Pensions, Bankruptcy . . . and Racism?
Posted on | December 23, 2010 | 13 Comments
Instapundit links to a New York Times story about the failure of the pension plan for municipal workers in Pritchard, Alabama.
One thing that intrigued me about the story is something New York Times reporters Michael Cooper and Mary Williams Walsh barely brushed up against, the elephant in the room, race:
The situation in Prichard is extremely unusual — the city has sought bankruptcy protection twice — but it proves that the unthinkable can, in fact, sometimes happen. . . .
Driving down Wilson Avenue here — a bleak stretch of shuttered storefronts, with pawn shops and beauty parlors that operate behind barred windows and signs warning of guard dogs — it is hard to see vestiges of the Prichard that was a boom town until the 1960s. The city once had thriving department stores, two theaters and even a zoo. . . .
The city’s rapid decline began in the 1970s. The growth of other suburbs, white flight and then middle-class flight all took their tolls, and the city’s population shrank by 40 percent to about 27,000 today, from its peak of 45,000. As people left, the city’s tax base dwindled. . . .

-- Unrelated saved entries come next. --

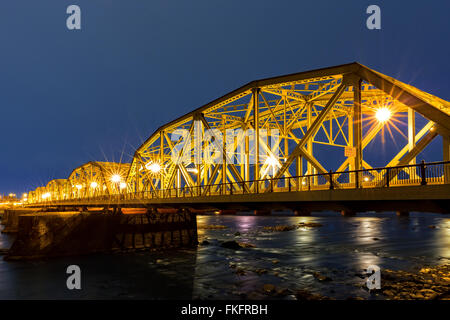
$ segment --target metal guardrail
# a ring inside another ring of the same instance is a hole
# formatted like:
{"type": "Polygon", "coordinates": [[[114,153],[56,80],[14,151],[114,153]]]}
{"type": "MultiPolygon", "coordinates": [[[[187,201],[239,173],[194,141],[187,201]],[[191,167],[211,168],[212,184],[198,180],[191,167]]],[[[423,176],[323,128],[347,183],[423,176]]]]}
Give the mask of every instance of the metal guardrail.
{"type": "Polygon", "coordinates": [[[215,195],[260,194],[266,192],[300,192],[313,190],[391,188],[427,184],[449,184],[450,161],[411,164],[396,167],[372,168],[353,171],[330,171],[282,178],[268,178],[242,182],[228,182],[182,188],[140,192],[126,192],[95,197],[74,197],[64,200],[46,200],[33,204],[53,205],[83,201],[83,203],[124,200],[152,200],[215,195]]]}

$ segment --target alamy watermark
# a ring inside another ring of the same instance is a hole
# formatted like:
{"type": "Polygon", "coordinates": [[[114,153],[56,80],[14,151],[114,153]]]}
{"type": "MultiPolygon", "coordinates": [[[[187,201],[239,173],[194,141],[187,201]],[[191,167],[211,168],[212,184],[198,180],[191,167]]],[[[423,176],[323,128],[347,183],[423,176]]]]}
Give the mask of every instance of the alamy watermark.
{"type": "Polygon", "coordinates": [[[67,7],[67,17],[66,26],[69,30],[80,30],[81,29],[81,9],[79,6],[72,4],[67,7]]]}
{"type": "Polygon", "coordinates": [[[66,273],[70,274],[67,278],[66,286],[69,290],[81,290],[81,269],[73,264],[67,267],[66,273]]]}
{"type": "Polygon", "coordinates": [[[366,20],[366,27],[369,30],[381,29],[381,9],[379,6],[372,4],[367,7],[366,13],[370,16],[366,20]]]}
{"type": "Polygon", "coordinates": [[[379,290],[381,289],[381,269],[379,266],[371,265],[367,267],[367,278],[366,285],[369,290],[379,290]]]}
{"type": "MultiPolygon", "coordinates": [[[[70,5],[66,9],[66,13],[69,14],[66,20],[66,26],[69,30],[81,29],[81,8],[77,5],[70,5]]],[[[366,20],[366,27],[369,30],[381,29],[381,9],[378,5],[372,4],[367,7],[366,14],[370,16],[366,20]]]]}

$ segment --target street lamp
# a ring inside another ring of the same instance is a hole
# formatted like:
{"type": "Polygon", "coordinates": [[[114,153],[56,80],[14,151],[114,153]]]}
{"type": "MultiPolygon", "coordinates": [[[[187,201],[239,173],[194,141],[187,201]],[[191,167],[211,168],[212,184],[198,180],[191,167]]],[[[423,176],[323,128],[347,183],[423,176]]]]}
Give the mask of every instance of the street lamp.
{"type": "Polygon", "coordinates": [[[389,108],[383,107],[377,110],[375,117],[379,122],[386,122],[391,118],[391,110],[389,108]]]}
{"type": "Polygon", "coordinates": [[[152,173],[158,173],[161,171],[161,165],[158,162],[149,162],[145,165],[145,169],[152,173]]]}
{"type": "Polygon", "coordinates": [[[120,180],[122,180],[122,177],[120,176],[120,174],[113,174],[111,176],[111,181],[114,183],[119,183],[120,180]]]}

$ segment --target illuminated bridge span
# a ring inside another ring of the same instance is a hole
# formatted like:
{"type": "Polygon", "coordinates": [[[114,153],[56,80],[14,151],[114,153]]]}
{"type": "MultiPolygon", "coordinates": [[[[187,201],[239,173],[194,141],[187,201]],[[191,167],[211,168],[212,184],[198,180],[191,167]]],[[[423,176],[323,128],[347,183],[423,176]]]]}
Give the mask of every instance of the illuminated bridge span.
{"type": "Polygon", "coordinates": [[[26,203],[445,212],[449,115],[358,63],[252,81],[160,127],[131,164],[89,162],[26,203]]]}

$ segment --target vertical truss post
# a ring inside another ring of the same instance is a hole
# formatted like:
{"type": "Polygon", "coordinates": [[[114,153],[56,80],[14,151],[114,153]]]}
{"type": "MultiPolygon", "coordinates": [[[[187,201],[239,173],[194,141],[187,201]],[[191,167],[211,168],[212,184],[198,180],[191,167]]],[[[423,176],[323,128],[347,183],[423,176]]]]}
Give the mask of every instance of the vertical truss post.
{"type": "Polygon", "coordinates": [[[181,188],[181,172],[180,168],[177,168],[177,182],[175,188],[180,189],[181,188]]]}
{"type": "MultiPolygon", "coordinates": [[[[287,159],[289,155],[289,140],[287,135],[284,136],[284,159],[287,159]]],[[[287,175],[285,175],[285,177],[287,178],[287,175]]],[[[284,186],[288,187],[289,185],[289,181],[288,179],[284,179],[284,186]]]]}
{"type": "MultiPolygon", "coordinates": [[[[253,92],[253,122],[255,128],[255,171],[254,171],[254,179],[255,181],[259,180],[259,88],[252,89],[253,92]]],[[[256,182],[255,192],[258,193],[259,183],[256,182]]]]}
{"type": "Polygon", "coordinates": [[[203,125],[201,122],[201,115],[196,114],[193,118],[194,121],[194,164],[197,169],[196,173],[196,186],[197,186],[197,195],[200,195],[200,186],[202,184],[202,151],[203,151],[203,125]]]}
{"type": "MultiPolygon", "coordinates": [[[[246,129],[246,128],[245,128],[246,129]]],[[[244,158],[244,180],[245,181],[250,181],[250,141],[249,141],[249,136],[248,134],[245,134],[244,136],[245,139],[245,158],[244,158]]],[[[242,167],[242,166],[241,166],[242,167]]]]}
{"type": "MultiPolygon", "coordinates": [[[[408,108],[408,151],[411,151],[416,146],[416,120],[414,110],[408,108]]],[[[416,158],[414,157],[410,164],[415,164],[416,158]]]]}
{"type": "MultiPolygon", "coordinates": [[[[353,77],[351,78],[353,83],[353,109],[354,109],[354,118],[353,118],[353,137],[356,147],[356,156],[355,156],[355,170],[362,170],[362,161],[363,161],[363,153],[362,153],[362,110],[361,110],[361,78],[353,77]]],[[[362,174],[358,177],[359,180],[362,179],[362,174]]],[[[358,181],[358,186],[361,187],[360,181],[358,181]]]]}
{"type": "MultiPolygon", "coordinates": [[[[160,161],[160,165],[163,166],[163,162],[164,162],[164,130],[161,130],[161,132],[159,133],[159,142],[160,142],[160,146],[159,146],[159,161],[160,161]]],[[[163,175],[163,170],[161,170],[161,173],[159,174],[159,185],[160,185],[160,189],[164,189],[164,175],[163,175]]]]}
{"type": "MultiPolygon", "coordinates": [[[[347,123],[347,127],[348,127],[348,143],[347,146],[350,148],[354,147],[354,143],[353,143],[353,110],[349,113],[348,115],[348,123],[347,123]]],[[[353,171],[355,170],[355,160],[354,159],[348,159],[348,170],[349,171],[353,171]]],[[[344,168],[345,170],[345,168],[344,168]]],[[[355,177],[350,174],[349,175],[349,183],[353,184],[355,183],[355,177]]]]}
{"type": "MultiPolygon", "coordinates": [[[[450,136],[442,136],[443,161],[450,161],[450,136]]],[[[450,164],[444,164],[444,183],[450,183],[450,164]]]]}
{"type": "Polygon", "coordinates": [[[422,176],[422,181],[420,182],[420,184],[422,186],[425,186],[427,184],[427,172],[426,172],[426,167],[425,167],[425,161],[422,160],[420,162],[420,175],[422,176]]]}
{"type": "Polygon", "coordinates": [[[227,183],[227,130],[226,119],[222,116],[222,191],[225,193],[227,183]]]}
{"type": "MultiPolygon", "coordinates": [[[[296,168],[295,175],[297,177],[302,176],[303,175],[303,158],[301,156],[297,157],[297,165],[296,165],[295,168],[296,168]]],[[[296,183],[297,183],[297,190],[300,190],[302,182],[303,182],[303,181],[300,181],[300,179],[301,178],[297,178],[297,181],[296,181],[296,183]]]]}
{"type": "MultiPolygon", "coordinates": [[[[287,135],[287,119],[286,119],[286,98],[283,99],[284,100],[284,105],[283,105],[283,138],[284,138],[284,158],[287,159],[289,156],[289,139],[288,139],[288,135],[287,135]]],[[[269,136],[267,135],[267,138],[269,136]]],[[[269,145],[267,143],[267,145],[269,145]]],[[[287,178],[287,175],[285,175],[285,177],[287,178]]],[[[284,179],[284,187],[287,188],[288,186],[290,186],[289,184],[290,180],[289,179],[284,179]]]]}
{"type": "MultiPolygon", "coordinates": [[[[414,109],[408,108],[408,152],[414,149],[416,146],[416,118],[414,109]]],[[[409,164],[416,164],[416,157],[412,158],[409,164]]],[[[417,177],[416,169],[410,168],[407,170],[409,178],[415,180],[417,177]]]]}

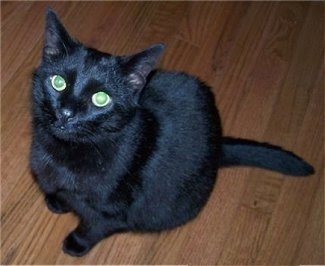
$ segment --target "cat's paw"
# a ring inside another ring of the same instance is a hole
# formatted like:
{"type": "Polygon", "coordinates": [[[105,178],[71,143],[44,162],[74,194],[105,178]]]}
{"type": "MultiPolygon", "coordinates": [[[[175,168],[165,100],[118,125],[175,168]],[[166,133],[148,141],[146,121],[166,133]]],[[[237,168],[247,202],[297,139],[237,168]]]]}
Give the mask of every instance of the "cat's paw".
{"type": "Polygon", "coordinates": [[[85,255],[92,245],[87,244],[76,232],[70,233],[63,241],[63,251],[71,256],[80,257],[85,255]]]}
{"type": "Polygon", "coordinates": [[[70,211],[69,208],[64,206],[64,204],[60,202],[54,195],[46,195],[45,202],[49,210],[54,213],[62,214],[70,211]]]}

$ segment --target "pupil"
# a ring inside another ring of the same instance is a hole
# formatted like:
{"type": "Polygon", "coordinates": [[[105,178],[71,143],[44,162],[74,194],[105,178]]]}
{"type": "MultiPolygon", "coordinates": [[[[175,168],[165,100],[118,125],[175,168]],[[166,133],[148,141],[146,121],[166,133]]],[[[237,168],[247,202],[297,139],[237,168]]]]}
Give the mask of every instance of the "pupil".
{"type": "Polygon", "coordinates": [[[96,100],[99,104],[103,104],[106,102],[107,96],[104,93],[98,93],[96,100]]]}
{"type": "Polygon", "coordinates": [[[54,84],[57,87],[62,87],[64,85],[64,81],[61,77],[56,77],[56,79],[54,80],[54,84]]]}

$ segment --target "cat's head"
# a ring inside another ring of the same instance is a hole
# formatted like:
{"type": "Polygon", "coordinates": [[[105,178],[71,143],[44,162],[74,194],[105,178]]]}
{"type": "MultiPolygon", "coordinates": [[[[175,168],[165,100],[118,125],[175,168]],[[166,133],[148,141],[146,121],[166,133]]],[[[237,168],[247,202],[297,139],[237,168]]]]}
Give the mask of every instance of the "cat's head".
{"type": "Polygon", "coordinates": [[[121,130],[134,116],[163,50],[157,44],[131,56],[99,52],[72,38],[48,10],[42,60],[33,77],[34,124],[69,141],[121,130]]]}

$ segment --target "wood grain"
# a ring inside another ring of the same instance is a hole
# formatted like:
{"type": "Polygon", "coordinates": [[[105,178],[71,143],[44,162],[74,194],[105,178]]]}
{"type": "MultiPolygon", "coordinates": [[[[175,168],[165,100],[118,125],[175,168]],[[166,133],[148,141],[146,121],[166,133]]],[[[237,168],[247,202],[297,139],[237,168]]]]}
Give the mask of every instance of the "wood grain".
{"type": "Polygon", "coordinates": [[[323,14],[320,2],[1,2],[1,264],[324,264],[323,14]],[[225,169],[187,225],[65,255],[77,219],[46,209],[28,166],[30,78],[48,6],[107,52],[165,42],[159,67],[213,87],[226,135],[281,145],[316,174],[225,169]]]}

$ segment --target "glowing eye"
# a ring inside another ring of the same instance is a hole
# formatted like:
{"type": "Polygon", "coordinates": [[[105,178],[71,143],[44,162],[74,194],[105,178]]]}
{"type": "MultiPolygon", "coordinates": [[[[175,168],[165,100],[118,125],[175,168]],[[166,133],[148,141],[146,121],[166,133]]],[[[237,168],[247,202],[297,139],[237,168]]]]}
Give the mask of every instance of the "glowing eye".
{"type": "Polygon", "coordinates": [[[51,77],[51,85],[53,89],[57,91],[63,91],[67,87],[67,83],[64,78],[59,75],[54,75],[51,77]]]}
{"type": "Polygon", "coordinates": [[[112,99],[109,97],[109,95],[106,92],[100,91],[95,93],[92,97],[91,100],[94,105],[97,107],[103,107],[109,104],[112,99]]]}

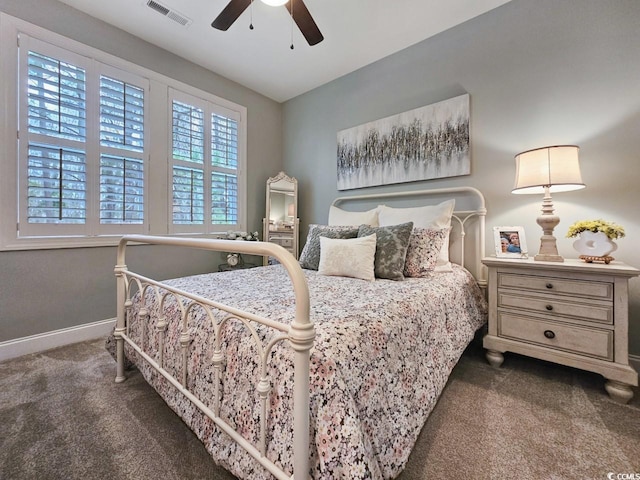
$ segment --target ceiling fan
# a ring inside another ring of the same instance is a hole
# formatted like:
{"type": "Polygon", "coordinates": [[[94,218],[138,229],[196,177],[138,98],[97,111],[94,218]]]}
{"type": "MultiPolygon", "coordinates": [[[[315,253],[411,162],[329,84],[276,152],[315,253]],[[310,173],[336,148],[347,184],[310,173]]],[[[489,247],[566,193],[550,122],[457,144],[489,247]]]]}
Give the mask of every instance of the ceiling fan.
{"type": "MultiPolygon", "coordinates": [[[[324,40],[320,29],[313,20],[311,13],[307,9],[303,0],[262,0],[267,5],[280,6],[284,5],[293,21],[296,22],[298,28],[302,32],[302,35],[307,40],[309,45],[316,45],[324,40]]],[[[244,12],[250,5],[252,0],[231,0],[224,10],[220,12],[220,15],[216,17],[211,26],[218,30],[228,30],[229,27],[235,22],[238,17],[244,12]]]]}

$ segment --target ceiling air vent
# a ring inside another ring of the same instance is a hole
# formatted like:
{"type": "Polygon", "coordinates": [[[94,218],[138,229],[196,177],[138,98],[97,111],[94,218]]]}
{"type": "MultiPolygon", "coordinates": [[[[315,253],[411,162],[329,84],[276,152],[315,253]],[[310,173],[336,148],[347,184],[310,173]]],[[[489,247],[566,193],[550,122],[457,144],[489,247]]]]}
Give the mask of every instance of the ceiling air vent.
{"type": "Polygon", "coordinates": [[[187,18],[181,13],[178,13],[172,8],[169,8],[165,5],[162,5],[160,2],[156,2],[155,0],[148,0],[147,7],[152,8],[156,12],[161,13],[165,17],[173,20],[174,22],[179,23],[184,27],[188,27],[192,23],[192,20],[190,18],[187,18]]]}

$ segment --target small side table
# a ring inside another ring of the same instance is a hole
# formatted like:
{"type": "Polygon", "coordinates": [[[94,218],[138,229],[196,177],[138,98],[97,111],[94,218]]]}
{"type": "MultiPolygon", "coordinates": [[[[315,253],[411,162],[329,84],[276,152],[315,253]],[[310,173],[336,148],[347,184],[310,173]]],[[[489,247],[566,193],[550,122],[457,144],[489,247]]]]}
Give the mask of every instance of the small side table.
{"type": "Polygon", "coordinates": [[[487,257],[489,332],[486,357],[499,367],[504,352],[599,373],[609,396],[633,397],[638,373],[629,365],[628,281],[640,274],[621,262],[487,257]]]}

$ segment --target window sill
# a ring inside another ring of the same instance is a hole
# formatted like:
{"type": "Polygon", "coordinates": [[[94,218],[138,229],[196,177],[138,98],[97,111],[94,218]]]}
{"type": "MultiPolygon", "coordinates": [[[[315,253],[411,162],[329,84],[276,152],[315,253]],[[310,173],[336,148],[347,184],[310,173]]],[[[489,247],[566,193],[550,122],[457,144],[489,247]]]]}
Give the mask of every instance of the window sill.
{"type": "MultiPolygon", "coordinates": [[[[95,237],[40,237],[14,239],[0,245],[0,251],[20,250],[58,250],[61,248],[93,248],[116,247],[122,235],[100,235],[95,237]]],[[[202,238],[226,238],[226,232],[213,232],[209,234],[189,233],[166,235],[169,237],[202,237],[202,238]]]]}

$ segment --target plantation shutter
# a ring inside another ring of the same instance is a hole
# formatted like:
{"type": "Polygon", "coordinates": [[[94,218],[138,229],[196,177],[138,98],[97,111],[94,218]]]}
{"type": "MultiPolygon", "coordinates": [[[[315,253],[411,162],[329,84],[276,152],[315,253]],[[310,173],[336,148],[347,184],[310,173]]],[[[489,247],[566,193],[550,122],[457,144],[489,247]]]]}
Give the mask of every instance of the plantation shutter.
{"type": "Polygon", "coordinates": [[[144,223],[144,163],[142,160],[100,157],[100,223],[144,223]]]}
{"type": "Polygon", "coordinates": [[[26,148],[20,160],[20,228],[27,235],[44,227],[83,233],[88,215],[86,67],[82,57],[69,60],[35,48],[25,49],[21,58],[21,130],[26,133],[21,142],[26,148]]]}
{"type": "Polygon", "coordinates": [[[184,92],[170,92],[171,233],[240,226],[237,112],[184,92]]]}
{"type": "Polygon", "coordinates": [[[100,76],[100,144],[134,152],[144,149],[144,90],[100,76]]]}
{"type": "Polygon", "coordinates": [[[100,76],[100,223],[142,225],[145,89],[100,76]]]}
{"type": "Polygon", "coordinates": [[[211,115],[211,223],[238,223],[238,122],[211,115]]]}
{"type": "Polygon", "coordinates": [[[84,224],[87,217],[84,152],[29,143],[29,223],[84,224]]]}
{"type": "Polygon", "coordinates": [[[29,132],[84,142],[84,69],[31,51],[28,62],[29,132]]]}
{"type": "Polygon", "coordinates": [[[204,225],[204,109],[172,102],[173,224],[204,225]]]}
{"type": "Polygon", "coordinates": [[[204,224],[204,172],[173,168],[173,223],[204,224]]]}
{"type": "Polygon", "coordinates": [[[145,233],[149,82],[20,36],[19,236],[145,233]]]}
{"type": "Polygon", "coordinates": [[[238,223],[238,177],[224,173],[211,175],[211,223],[238,223]]]}
{"type": "Polygon", "coordinates": [[[0,49],[0,249],[246,230],[245,107],[26,22],[3,25],[16,41],[0,49]]]}

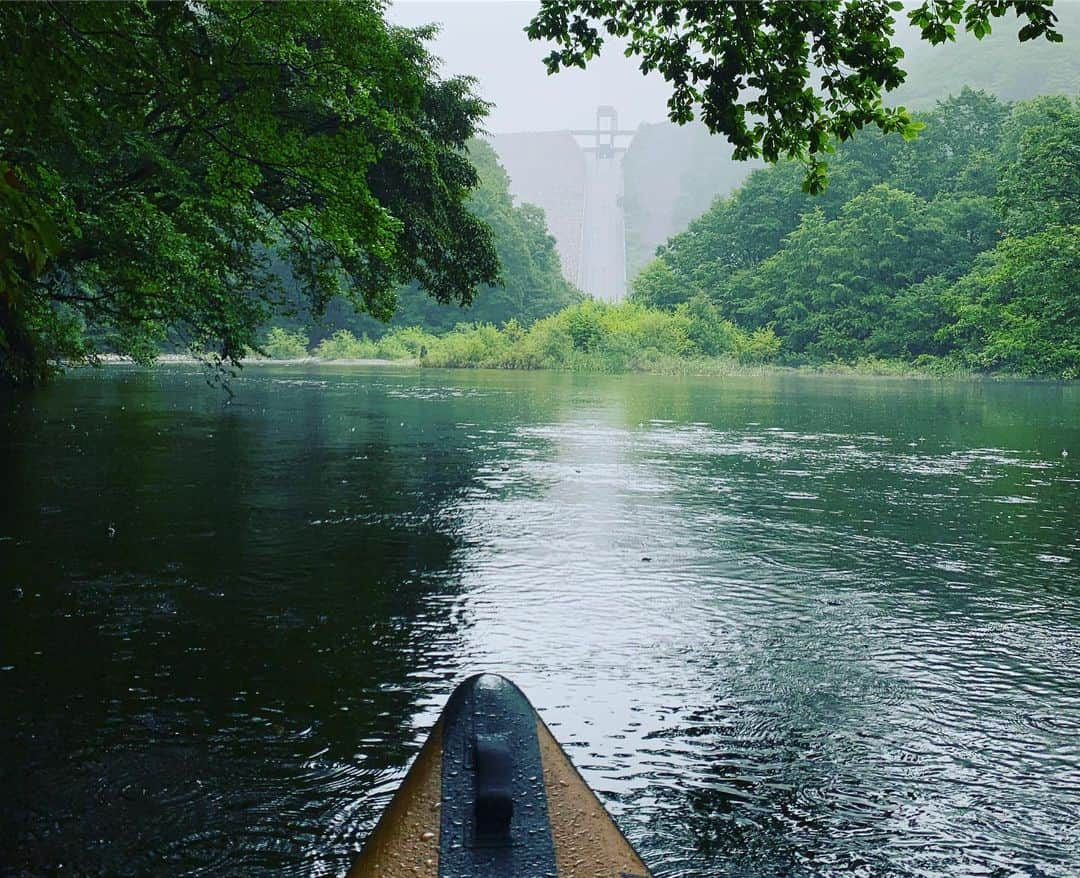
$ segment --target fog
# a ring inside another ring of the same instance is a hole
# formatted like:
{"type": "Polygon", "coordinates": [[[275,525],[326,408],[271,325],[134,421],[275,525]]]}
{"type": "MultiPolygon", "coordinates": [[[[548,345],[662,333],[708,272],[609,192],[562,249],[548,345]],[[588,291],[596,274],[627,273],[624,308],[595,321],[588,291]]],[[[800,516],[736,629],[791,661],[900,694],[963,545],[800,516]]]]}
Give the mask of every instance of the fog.
{"type": "Polygon", "coordinates": [[[534,42],[523,30],[537,9],[538,3],[505,0],[398,2],[388,17],[409,27],[442,26],[431,48],[444,61],[444,75],[479,80],[478,93],[495,104],[486,122],[489,133],[592,127],[599,104],[614,105],[625,128],[667,117],[669,89],[663,79],[643,76],[637,62],[616,51],[617,41],[610,38],[588,70],[548,76],[543,58],[552,44],[534,42]]]}
{"type": "MultiPolygon", "coordinates": [[[[589,62],[588,70],[549,76],[543,58],[553,44],[534,42],[523,30],[538,8],[539,3],[516,0],[398,0],[388,18],[408,27],[433,22],[441,26],[430,47],[444,62],[443,75],[478,80],[477,92],[494,104],[485,123],[490,134],[592,127],[600,104],[616,107],[622,128],[666,120],[670,87],[656,73],[642,75],[638,62],[621,51],[621,41],[606,35],[600,56],[589,62]]],[[[1068,56],[1080,38],[1080,2],[1059,3],[1054,11],[1065,44],[1019,43],[1018,25],[1009,13],[995,22],[994,35],[975,51],[978,41],[970,34],[961,34],[955,43],[930,46],[898,14],[896,39],[907,55],[908,82],[886,102],[929,106],[963,85],[985,88],[1005,100],[1074,92],[1068,56]],[[1000,58],[1005,75],[995,75],[980,63],[990,53],[1000,58]]]]}

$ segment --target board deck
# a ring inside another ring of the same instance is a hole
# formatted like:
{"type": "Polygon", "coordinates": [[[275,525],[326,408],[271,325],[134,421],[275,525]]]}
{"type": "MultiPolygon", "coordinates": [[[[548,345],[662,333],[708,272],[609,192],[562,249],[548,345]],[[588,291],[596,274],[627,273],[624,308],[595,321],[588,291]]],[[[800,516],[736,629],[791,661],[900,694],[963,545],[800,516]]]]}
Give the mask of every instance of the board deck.
{"type": "Polygon", "coordinates": [[[650,878],[528,699],[454,690],[348,878],[650,878]]]}

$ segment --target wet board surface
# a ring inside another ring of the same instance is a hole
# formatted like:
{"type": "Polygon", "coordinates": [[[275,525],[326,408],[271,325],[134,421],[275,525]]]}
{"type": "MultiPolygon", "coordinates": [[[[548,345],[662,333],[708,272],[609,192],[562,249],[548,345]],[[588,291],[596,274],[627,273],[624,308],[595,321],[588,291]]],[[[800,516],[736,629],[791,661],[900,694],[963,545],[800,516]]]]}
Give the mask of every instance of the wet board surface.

Prichard’s pension plan was established by state law during the good times, in 1956, to supplement Social Security. By the standard of other public pension plans. . . it is not especially rich. . . . But the plan allowed workers to retire young, in their 50s. And its benefits were sweetened over time by the state legislature, which did not pay for the added benefits. . . .
The city had already taken the unusual step of reducing pension benefits by 8.5 percent for current retirees, after it declared bankruptcy in 1999, yielding to years of dwindling money, mismanagement and corruption. (A previous mayor was removed from office and found guilty of neglect of duty.) The city paid off its last creditors from the bankruptcy in 2007. But its current mayor, Ronald K. Davis, never complied with an order from the bankruptcy court to begin paying $16.5 million into the pension fund to reduce its shortfall. . . .
Workers paid 5.5 percent of their salaries into the pension fund, and the city paid 10.5 percent. But the fund paid out more money than it took in, and by September 2009 there was no longer enough left in the fund to send out the $150,000 worth of monthly checks owed to the retirees. The city stopped paying its pensions. And no one stepped in to enforce the law.
The retirees . . . sued. The city tried to block their suit by declaring bankruptcy, but a judge denied the request. The city is appealing.
You probably don’t see much of a racial angle there, except for the single reference to “white flight.” It’s not until you look at the photos by Meggan Haller that the situation comes into clearer focus. Here is a group of retirees who showed up at a recent city council meeting to ask for some payment for Christmas:
And here is the Prichard city council:
The current municipal government is all-black. The population of Prichard is 84% black. And many (but not all) of the retirees are white.
Does that have something to do with the seeming indifference of the city council to its pension obligations? Perhaps this is irrelevant, but I have a hard time imagining that the New York Times would ignore such a factor if an all-white city government in an 84-percent white town were cheating its black pensioners.
For how many years — decades, even — did Pritchard pay pension benefits (“sweetened” by the state legislature) to these retirees, who could retire in their 50s? For that matter, how many of the white retirees actually live in Prichard? Maybe liberals could justify screwing a bunch of old honkies out of their pensions as “social justice.”
All questions of race and social justice aside, what this story really shows is the folly of “defined benefit” programs in contrast to “defined contribution” programs.
Employees are far better off with a 401(k) plan where the employer matches the employee’s contribution up to a certain amount — a maximum of $500 a month or whatever. This encourages employees to save for their own retirement, and relieves the employer of actuarial worries about obligations for future benefits.
Such a “defined contribution” retirement account is portable and its owner is the same as its beneficiary — i.e., the employee. If he changes jobs, he just transfers the account to the new job. And he can cash out any time he wants (although he’ll pay a tax penalty if he cashes out early).
For some reason, however, governments everywhere have locked themselves into “defined benefit” pension plans. The tragedy in Prichard illustrates the flawed economic thinking behind such plans — and Social Security is also a “defined benefit” plan.
Prichard may become even more relevant in a few years. Given current demographic trends in the U.S., how long until the majority of young workers (who are also young taxpayers and young voters) are non-white? And at what point will they notice that the FICA and Medicare deductions from their paychecks are going to support predominantly white retirees?
Could that provide the impetus for Social Security reform? Maybe. When a future Congress passes the Die Poor, Old Honkies Act of 2029, surely it will be hailed as “social justice.”
UPDATE: Welcome, Instapundit readers — although I didn’t exactly “charge racism.” Rather, I pointed out a potential racial element to this situation that the New York Times didn’t examine too closely.